Kinsey’s scale revolutionized how Americans thought about sex, and laid the groundwork for the field of sexology as it is known today. However, later sexologists found its bipolar, unidimensional nature problematic. Rather than portraying the breadth of human sexuality, Kinsey’s scale assumes two sexes, and still bases sexuality on the terms “heterosexual” and “homosexual,” with the “bisexual” areas in between defined as more or less heterosexual or homosexual. Moreover, Kinsey’s scale was developed based on two elements—sexual behavior and sexual response—but a person’s sexual identity is comprised of a myriad of emotional and social dimensions, not just basic erotic attraction.
Fritz Klein hoped to correct those problems with the Klein Sexual Orientation Grid (KSOG). In his 1987 book The Bisexual Option, Klein detailed a grid that rated sexuality in seven values (sexual attraction, sexual behavior, sexual fantasies, emotional preference, social preference, lifestyle preference, self-identification) over three temporal situations (past, present, ideal). In spite of the ambiguity of Klein’s language—how do you extricate the social implications of “ideal” or the subjectivity of “past,” and what are the implications of the grid itself?—the KSOG portrays sexuality as socially influenced and dynamic and allows for the depiction of fluid sexual identity.
Since Kinsey and Klein, the concept of sexuality as a spectrum has permeated psychology and sociology and has even extended into what may be thought of as “hard science.” Janis Walworth and Michele Kammerer, founders of the Center for Gender Sanity, an organization dedicated to helping transgender people plan a successful transition, promote a "Diagram of Sex and Gender" that includes four spectra. “Using the model… is something like using a spectrum of colors to view the world, instead of only black and white,” says Walworth and Kammerer. “It doesn’t fully account for all the complex shadings that exist, but it gives us a richer, more interesting picture.” In addition to the familiar spectrum of sexual orientation (defined as romantic/erotic response), the diagram includes spectra of gender presentation (communication of gender), gender identity (psychological sense of self) and, perhaps surprisingly, biological sex.

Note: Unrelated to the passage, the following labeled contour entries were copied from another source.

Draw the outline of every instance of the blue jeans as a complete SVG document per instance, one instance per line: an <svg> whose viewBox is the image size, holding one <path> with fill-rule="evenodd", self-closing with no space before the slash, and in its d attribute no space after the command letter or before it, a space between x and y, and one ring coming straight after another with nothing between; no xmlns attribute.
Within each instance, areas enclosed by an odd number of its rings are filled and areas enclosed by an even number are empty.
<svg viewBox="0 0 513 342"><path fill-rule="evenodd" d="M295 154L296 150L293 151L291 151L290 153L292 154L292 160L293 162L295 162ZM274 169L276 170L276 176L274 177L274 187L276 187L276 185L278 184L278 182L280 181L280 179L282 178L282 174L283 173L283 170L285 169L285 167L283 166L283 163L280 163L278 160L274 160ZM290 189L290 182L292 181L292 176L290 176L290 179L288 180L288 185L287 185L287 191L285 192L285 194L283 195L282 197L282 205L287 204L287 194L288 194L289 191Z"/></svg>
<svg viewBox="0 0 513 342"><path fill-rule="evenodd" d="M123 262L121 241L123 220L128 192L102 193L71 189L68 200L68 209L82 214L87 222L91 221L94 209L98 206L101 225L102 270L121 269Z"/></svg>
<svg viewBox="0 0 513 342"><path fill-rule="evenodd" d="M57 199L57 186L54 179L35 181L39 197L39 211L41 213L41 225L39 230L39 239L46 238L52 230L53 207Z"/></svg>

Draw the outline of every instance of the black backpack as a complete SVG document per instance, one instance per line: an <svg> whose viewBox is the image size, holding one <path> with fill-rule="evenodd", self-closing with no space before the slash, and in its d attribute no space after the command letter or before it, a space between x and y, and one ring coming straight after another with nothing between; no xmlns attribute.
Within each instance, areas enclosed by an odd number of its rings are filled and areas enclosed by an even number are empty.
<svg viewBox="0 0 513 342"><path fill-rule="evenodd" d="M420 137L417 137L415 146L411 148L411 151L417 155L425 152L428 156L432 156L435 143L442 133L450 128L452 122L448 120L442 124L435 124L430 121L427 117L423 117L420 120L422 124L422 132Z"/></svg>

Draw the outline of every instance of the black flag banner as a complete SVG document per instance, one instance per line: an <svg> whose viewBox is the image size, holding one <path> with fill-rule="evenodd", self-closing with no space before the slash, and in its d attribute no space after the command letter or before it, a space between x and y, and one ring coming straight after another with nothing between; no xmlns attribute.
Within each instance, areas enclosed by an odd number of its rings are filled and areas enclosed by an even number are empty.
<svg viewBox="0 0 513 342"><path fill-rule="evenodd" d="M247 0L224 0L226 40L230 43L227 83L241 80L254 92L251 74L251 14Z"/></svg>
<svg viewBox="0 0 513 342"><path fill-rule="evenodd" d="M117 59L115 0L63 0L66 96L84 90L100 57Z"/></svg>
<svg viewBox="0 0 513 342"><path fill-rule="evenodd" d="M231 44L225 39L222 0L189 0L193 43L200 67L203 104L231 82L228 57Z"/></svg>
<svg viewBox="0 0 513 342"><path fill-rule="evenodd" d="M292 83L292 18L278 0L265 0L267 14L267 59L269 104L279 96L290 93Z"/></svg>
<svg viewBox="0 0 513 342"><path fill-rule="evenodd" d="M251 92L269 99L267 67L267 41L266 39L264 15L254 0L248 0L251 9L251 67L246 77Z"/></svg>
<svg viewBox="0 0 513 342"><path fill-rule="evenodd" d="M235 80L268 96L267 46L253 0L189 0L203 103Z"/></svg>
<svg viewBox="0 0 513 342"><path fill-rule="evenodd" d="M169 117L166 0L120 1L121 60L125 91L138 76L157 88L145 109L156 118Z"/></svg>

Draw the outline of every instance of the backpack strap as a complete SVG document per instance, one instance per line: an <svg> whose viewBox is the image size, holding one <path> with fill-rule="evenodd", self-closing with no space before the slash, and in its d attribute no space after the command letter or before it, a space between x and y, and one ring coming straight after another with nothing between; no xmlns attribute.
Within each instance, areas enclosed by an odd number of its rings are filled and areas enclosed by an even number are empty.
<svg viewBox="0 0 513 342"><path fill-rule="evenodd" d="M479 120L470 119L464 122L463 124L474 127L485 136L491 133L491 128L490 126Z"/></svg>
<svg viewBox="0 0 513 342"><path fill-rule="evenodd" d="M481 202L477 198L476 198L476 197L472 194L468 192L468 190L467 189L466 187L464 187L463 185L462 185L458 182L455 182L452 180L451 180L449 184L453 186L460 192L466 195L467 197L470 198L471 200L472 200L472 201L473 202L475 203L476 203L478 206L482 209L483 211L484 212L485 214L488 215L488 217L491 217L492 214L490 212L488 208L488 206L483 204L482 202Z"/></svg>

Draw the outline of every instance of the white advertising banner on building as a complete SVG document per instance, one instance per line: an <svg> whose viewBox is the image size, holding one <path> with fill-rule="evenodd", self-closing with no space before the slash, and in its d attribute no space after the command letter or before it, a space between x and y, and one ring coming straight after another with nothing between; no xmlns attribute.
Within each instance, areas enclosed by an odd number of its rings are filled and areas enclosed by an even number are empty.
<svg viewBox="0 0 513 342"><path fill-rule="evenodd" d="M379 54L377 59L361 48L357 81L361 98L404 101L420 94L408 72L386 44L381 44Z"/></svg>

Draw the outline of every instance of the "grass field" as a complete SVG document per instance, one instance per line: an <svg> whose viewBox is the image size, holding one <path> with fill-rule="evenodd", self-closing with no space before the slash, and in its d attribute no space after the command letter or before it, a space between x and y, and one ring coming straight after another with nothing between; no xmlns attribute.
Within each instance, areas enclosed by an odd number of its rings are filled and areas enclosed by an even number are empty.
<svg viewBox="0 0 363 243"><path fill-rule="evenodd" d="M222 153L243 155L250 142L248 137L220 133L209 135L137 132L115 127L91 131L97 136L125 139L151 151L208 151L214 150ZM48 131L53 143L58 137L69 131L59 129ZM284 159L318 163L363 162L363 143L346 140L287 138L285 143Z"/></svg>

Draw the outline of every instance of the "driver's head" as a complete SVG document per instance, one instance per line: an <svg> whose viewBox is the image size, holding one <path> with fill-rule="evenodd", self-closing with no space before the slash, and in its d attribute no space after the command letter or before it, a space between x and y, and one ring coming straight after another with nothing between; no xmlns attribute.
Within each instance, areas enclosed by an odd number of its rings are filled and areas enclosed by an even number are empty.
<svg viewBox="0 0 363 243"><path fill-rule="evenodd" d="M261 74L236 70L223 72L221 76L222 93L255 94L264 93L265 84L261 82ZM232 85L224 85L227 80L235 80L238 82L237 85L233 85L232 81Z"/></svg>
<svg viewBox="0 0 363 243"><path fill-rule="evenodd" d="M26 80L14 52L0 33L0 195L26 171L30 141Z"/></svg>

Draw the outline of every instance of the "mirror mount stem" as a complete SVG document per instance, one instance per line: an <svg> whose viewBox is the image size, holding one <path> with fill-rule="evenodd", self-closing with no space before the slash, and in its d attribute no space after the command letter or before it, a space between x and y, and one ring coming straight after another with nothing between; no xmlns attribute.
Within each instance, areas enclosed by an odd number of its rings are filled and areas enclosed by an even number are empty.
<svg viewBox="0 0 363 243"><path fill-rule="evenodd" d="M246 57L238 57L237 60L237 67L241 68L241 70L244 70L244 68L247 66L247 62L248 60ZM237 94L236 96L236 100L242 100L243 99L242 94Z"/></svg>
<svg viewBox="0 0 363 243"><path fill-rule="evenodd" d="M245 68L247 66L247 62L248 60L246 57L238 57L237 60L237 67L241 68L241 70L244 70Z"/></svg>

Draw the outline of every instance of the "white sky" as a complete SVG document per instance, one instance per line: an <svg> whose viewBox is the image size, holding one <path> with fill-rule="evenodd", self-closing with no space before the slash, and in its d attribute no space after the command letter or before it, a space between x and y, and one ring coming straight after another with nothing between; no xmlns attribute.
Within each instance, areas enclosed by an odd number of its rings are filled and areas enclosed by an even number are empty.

Recently, scientists have begun debating whether physical sex coheres to the male-female dichotomy. Chromosomal disorders such as Kleinfelter syndrome (XXY verses XY), Turner syndrome (X versus XX or XY), and androgen insensitivity syndrome (a person who is XY and externally manifests as a physical female) complicate the notion that biological sex is discrete, to say nothing of the minutiae of anatomical genital variation that confuse physical proof of biological sex. Although most people fall very close to the male or female poles, very few people cohere perfectly to their physiological sex, and the variability in the manifestation of biological sex leads some to believe that biological sex is far from cut and dried.
The conflict of Cock is not a choice between sexual orientations. Instead, it is the challenge of navigating through vast variability of human sexual experience. John is being asked (or compelled) to locate himself in the miasma of biology, society, compatibility, and love.